And then there is one very special critter in the riparian part of our watersheds, and that’s our beaver. Right now many of our watersheds have been damaged in all sorts of ways, including by being overharvested and eroded by roads and off-road vehicles. We’ve reduced the complexity of those systems and their capacity to support diverse life, especially aquatic life, but really all life that depends on water. But beavers are forest farmers. They slow, spread and sink water, and they increase the wetted width of their habitats to grow the food that they eat because they’re herbivores. They eat bark and cambium and cattail roots and grasses. They need to slow water down to grow riparian forests and wetlands, which happen to be then sequestering carbon and creating other habitat. They are great hydrological engineers, and we should hire as many of them as possible.

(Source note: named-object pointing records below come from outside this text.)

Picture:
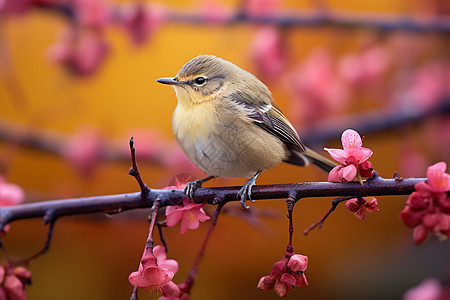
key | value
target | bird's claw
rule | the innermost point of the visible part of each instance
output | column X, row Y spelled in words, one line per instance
column 246, row 192
column 190, row 188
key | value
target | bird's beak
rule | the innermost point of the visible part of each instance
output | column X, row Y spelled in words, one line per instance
column 171, row 81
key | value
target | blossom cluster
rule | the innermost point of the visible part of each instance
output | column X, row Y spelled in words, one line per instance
column 14, row 281
column 285, row 275
column 353, row 158
column 155, row 271
column 427, row 210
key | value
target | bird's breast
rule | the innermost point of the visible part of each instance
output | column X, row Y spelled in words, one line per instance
column 192, row 123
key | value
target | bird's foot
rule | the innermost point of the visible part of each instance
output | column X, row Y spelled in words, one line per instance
column 246, row 191
column 190, row 187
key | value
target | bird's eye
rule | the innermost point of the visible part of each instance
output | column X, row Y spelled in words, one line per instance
column 200, row 81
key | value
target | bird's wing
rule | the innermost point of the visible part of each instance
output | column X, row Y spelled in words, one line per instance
column 271, row 119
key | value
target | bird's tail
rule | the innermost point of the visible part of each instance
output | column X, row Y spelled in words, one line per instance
column 309, row 156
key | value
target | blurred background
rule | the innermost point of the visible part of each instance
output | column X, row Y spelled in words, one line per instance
column 77, row 80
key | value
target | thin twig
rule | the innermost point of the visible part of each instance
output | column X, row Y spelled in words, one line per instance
column 290, row 202
column 124, row 202
column 188, row 283
column 334, row 204
column 346, row 19
column 149, row 242
column 134, row 170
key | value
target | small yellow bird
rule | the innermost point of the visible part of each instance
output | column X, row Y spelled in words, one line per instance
column 227, row 125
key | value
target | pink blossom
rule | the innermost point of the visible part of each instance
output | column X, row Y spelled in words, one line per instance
column 14, row 6
column 10, row 194
column 353, row 151
column 342, row 173
column 429, row 289
column 82, row 151
column 438, row 180
column 170, row 290
column 307, row 82
column 261, row 7
column 420, row 234
column 82, row 52
column 141, row 20
column 365, row 67
column 359, row 207
column 214, row 11
column 285, row 275
column 298, row 263
column 354, row 158
column 428, row 208
column 154, row 269
column 190, row 214
column 268, row 52
column 92, row 13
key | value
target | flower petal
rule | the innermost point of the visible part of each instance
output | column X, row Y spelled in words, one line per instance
column 337, row 154
column 438, row 180
column 349, row 173
column 160, row 253
column 170, row 264
column 351, row 139
column 173, row 217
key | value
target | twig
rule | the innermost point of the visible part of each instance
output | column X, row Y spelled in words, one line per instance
column 346, row 19
column 188, row 283
column 134, row 171
column 334, row 204
column 150, row 241
column 290, row 202
column 124, row 202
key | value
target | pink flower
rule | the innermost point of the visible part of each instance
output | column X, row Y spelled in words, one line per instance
column 82, row 52
column 14, row 282
column 285, row 275
column 92, row 13
column 307, row 82
column 354, row 158
column 14, row 6
column 438, row 180
column 214, row 11
column 10, row 194
column 141, row 20
column 428, row 208
column 353, row 152
column 359, row 207
column 365, row 67
column 83, row 150
column 154, row 269
column 190, row 214
column 342, row 173
column 429, row 289
column 268, row 52
column 261, row 7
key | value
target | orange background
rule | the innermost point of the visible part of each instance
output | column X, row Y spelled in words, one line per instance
column 92, row 256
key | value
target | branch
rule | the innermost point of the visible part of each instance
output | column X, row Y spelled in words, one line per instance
column 122, row 202
column 366, row 122
column 317, row 18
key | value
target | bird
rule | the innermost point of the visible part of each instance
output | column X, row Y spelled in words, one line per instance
column 227, row 124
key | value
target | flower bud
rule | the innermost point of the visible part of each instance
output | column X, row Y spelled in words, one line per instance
column 266, row 283
column 420, row 234
column 170, row 289
column 281, row 289
column 288, row 279
column 298, row 263
column 278, row 268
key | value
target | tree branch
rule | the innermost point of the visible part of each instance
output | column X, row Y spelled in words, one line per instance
column 314, row 18
column 122, row 202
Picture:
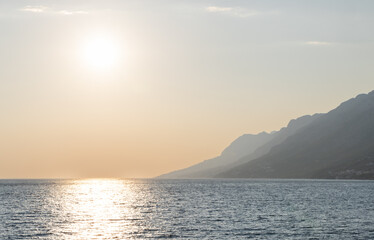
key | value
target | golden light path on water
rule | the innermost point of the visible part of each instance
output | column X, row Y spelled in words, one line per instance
column 97, row 209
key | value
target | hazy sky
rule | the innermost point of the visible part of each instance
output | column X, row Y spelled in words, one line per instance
column 140, row 88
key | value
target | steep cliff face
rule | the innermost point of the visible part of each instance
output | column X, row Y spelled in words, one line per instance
column 339, row 144
column 242, row 146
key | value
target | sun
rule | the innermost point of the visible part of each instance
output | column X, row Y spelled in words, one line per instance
column 101, row 53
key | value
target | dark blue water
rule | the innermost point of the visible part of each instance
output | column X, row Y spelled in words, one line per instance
column 186, row 209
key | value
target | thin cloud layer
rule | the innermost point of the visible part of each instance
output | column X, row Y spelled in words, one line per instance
column 235, row 11
column 47, row 10
column 318, row 43
column 35, row 9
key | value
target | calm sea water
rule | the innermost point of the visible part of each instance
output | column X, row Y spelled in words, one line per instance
column 186, row 209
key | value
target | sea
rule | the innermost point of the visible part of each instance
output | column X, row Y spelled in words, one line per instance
column 186, row 209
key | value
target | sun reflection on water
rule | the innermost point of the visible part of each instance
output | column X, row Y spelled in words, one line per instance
column 97, row 208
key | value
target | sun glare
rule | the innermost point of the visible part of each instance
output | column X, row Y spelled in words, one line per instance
column 101, row 53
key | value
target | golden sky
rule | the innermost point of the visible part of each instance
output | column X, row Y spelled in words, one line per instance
column 140, row 88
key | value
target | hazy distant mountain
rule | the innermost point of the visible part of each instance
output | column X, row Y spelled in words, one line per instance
column 339, row 144
column 242, row 146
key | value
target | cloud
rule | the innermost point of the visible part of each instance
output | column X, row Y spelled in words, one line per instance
column 46, row 10
column 35, row 9
column 66, row 12
column 318, row 43
column 235, row 11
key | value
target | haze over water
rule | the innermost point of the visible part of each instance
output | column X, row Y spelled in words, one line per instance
column 186, row 209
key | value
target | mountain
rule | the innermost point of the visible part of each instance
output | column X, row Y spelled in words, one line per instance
column 338, row 144
column 242, row 146
column 243, row 149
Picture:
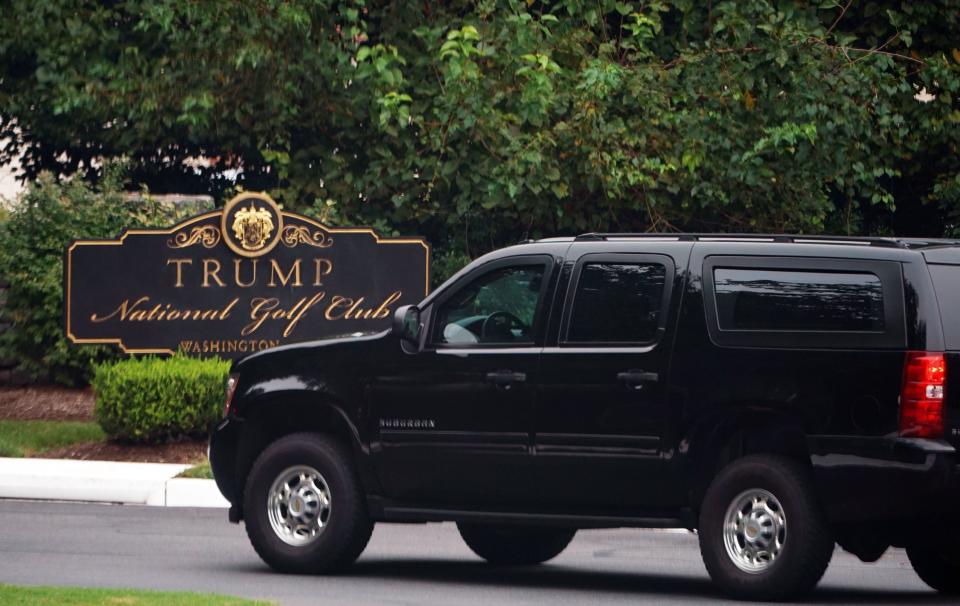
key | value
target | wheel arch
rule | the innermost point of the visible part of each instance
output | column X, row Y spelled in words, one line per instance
column 715, row 443
column 270, row 416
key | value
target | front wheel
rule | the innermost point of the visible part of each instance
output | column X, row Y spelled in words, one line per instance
column 517, row 546
column 762, row 535
column 304, row 508
column 938, row 567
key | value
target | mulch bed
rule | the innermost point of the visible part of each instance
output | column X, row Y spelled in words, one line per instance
column 50, row 403
column 46, row 403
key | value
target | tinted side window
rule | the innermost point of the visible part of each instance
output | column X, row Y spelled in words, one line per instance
column 617, row 303
column 796, row 300
column 497, row 307
column 946, row 282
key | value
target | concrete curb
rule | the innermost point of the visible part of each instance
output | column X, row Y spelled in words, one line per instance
column 105, row 481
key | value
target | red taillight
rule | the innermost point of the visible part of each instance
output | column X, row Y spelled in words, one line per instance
column 231, row 389
column 921, row 395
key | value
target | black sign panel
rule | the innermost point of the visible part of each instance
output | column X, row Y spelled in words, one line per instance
column 237, row 280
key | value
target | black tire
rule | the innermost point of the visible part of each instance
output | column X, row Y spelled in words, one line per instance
column 937, row 566
column 515, row 546
column 807, row 544
column 347, row 525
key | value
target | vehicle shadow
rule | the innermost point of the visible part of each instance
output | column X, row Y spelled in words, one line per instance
column 554, row 576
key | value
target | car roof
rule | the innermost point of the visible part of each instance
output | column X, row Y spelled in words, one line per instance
column 885, row 242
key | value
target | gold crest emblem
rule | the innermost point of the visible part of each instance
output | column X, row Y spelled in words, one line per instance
column 251, row 224
column 252, row 227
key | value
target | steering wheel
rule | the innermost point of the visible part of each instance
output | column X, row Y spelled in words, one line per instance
column 499, row 323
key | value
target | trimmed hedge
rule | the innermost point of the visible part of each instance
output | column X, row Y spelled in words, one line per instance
column 153, row 399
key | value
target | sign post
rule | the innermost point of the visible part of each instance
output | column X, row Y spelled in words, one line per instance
column 237, row 280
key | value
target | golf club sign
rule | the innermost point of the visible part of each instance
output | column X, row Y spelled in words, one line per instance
column 237, row 280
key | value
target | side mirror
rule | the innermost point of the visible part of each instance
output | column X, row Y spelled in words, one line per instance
column 406, row 324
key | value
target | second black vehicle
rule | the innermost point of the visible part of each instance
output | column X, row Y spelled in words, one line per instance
column 777, row 394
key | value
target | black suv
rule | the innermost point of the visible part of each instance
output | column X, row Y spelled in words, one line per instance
column 776, row 393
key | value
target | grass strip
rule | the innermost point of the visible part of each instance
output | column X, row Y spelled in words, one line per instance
column 73, row 596
column 200, row 471
column 28, row 438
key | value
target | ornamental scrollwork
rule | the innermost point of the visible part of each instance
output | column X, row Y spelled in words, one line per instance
column 206, row 235
column 297, row 234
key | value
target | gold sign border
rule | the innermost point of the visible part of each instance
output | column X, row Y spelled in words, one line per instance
column 166, row 232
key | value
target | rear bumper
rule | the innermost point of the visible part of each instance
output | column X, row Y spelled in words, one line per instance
column 224, row 439
column 875, row 479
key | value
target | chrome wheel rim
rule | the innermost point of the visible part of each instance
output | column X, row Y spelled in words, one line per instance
column 754, row 531
column 298, row 505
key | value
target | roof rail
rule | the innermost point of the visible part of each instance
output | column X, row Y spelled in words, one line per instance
column 781, row 238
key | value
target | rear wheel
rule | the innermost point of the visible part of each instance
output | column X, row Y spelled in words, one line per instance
column 519, row 546
column 304, row 508
column 939, row 567
column 762, row 535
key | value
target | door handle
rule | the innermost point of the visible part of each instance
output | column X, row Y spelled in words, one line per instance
column 636, row 379
column 505, row 378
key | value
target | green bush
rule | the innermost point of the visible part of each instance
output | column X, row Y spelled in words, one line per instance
column 152, row 399
column 33, row 239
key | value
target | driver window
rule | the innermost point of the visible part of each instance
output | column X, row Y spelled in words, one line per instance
column 498, row 307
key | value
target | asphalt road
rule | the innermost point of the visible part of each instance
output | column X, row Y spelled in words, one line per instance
column 198, row 550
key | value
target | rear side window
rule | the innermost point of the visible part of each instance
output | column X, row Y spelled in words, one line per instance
column 617, row 303
column 804, row 302
column 946, row 283
column 796, row 300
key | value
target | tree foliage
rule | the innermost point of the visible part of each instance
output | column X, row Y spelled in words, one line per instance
column 480, row 123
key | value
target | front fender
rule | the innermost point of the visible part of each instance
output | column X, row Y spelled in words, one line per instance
column 271, row 408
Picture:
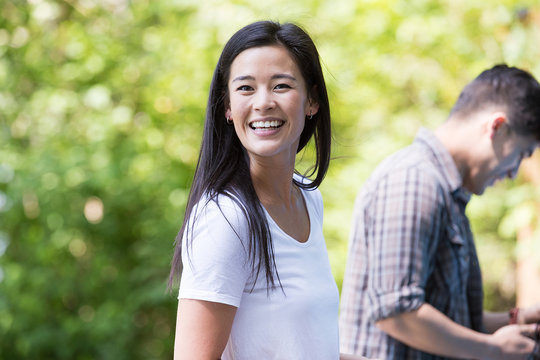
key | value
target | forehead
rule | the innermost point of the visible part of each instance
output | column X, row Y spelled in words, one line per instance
column 264, row 59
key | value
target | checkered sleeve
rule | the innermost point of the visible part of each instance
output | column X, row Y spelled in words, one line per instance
column 404, row 218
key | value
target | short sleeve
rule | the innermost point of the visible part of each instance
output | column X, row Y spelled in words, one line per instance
column 215, row 263
column 402, row 226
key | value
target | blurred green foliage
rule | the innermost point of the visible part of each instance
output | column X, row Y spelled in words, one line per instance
column 101, row 113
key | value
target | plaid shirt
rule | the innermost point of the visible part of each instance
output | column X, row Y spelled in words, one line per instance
column 410, row 244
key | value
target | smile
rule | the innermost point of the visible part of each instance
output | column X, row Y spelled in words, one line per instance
column 267, row 124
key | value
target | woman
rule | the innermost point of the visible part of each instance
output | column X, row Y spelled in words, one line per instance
column 256, row 281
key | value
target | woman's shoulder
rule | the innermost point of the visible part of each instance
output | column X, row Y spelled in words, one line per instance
column 221, row 211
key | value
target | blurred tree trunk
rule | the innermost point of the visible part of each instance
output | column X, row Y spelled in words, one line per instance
column 528, row 269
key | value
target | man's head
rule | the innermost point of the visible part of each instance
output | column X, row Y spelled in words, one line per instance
column 501, row 109
column 509, row 88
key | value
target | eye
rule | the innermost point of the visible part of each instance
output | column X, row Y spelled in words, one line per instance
column 244, row 88
column 282, row 86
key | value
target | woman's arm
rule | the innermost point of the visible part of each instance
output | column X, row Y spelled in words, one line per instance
column 202, row 329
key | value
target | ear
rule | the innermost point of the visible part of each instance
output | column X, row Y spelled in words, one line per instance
column 312, row 108
column 497, row 121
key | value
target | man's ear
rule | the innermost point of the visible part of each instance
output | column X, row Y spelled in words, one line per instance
column 497, row 122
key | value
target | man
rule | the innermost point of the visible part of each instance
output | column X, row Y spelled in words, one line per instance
column 412, row 287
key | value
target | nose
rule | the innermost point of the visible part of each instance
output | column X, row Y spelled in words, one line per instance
column 264, row 100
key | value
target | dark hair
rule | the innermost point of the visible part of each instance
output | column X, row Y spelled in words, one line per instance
column 223, row 166
column 513, row 88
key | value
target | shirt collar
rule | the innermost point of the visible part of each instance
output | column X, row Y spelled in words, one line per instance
column 445, row 163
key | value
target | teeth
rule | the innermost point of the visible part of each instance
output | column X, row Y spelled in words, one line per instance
column 266, row 124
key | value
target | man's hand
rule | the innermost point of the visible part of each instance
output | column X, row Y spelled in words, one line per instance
column 512, row 342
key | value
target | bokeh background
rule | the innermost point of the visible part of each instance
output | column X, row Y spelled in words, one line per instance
column 101, row 114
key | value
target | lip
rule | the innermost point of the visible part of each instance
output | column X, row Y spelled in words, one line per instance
column 266, row 124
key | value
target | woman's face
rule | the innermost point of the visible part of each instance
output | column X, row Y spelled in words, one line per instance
column 268, row 102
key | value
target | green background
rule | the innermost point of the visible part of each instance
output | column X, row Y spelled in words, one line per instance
column 101, row 114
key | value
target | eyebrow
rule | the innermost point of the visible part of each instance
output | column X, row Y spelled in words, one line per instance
column 275, row 76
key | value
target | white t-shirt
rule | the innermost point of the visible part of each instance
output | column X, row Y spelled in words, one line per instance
column 300, row 322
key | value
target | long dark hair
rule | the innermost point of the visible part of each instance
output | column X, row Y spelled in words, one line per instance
column 223, row 165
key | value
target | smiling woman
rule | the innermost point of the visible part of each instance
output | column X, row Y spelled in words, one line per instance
column 256, row 280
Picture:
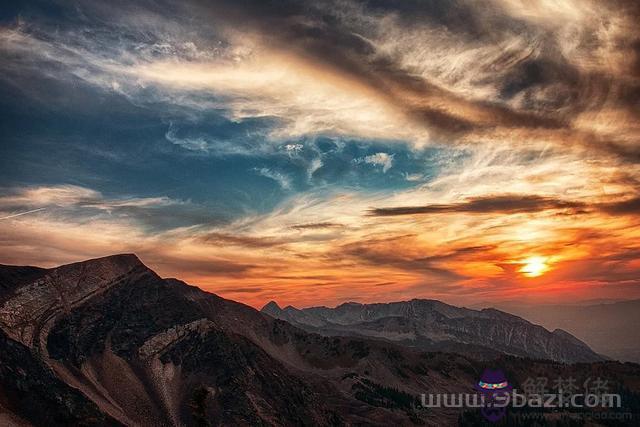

Right now in California we have a decreasing snow pack in many of our high elevation systems, but runoff volumes are increasing in mountain meadows and systems lower down. Our natural water storage capacity and distribution system is out of balance. If we can we work with beavers as a keystone species, they can interface with these processes and play an important role in re-establishing a healthy hydrologic cycle. And there’s some good science on beaver habitat mitigating the intensity of fire by creating fuel breaks in the bottom ends of these systems. Beavers rehydrate the valley bottoms and increase the wetted width of these linear corridors that then act as natural firebreak systems. So bring back the beaver in California!

JASON: Frank, kind of on that same tip around collaborating with another critter like the beaver, what would traditional ecological knowledge, as you’ve studied it, have to instruct us about striking collaborative relationships with other animals, trying to get away from having our relationships with many animal species be so conflictive, as they so often are, in our industrial society?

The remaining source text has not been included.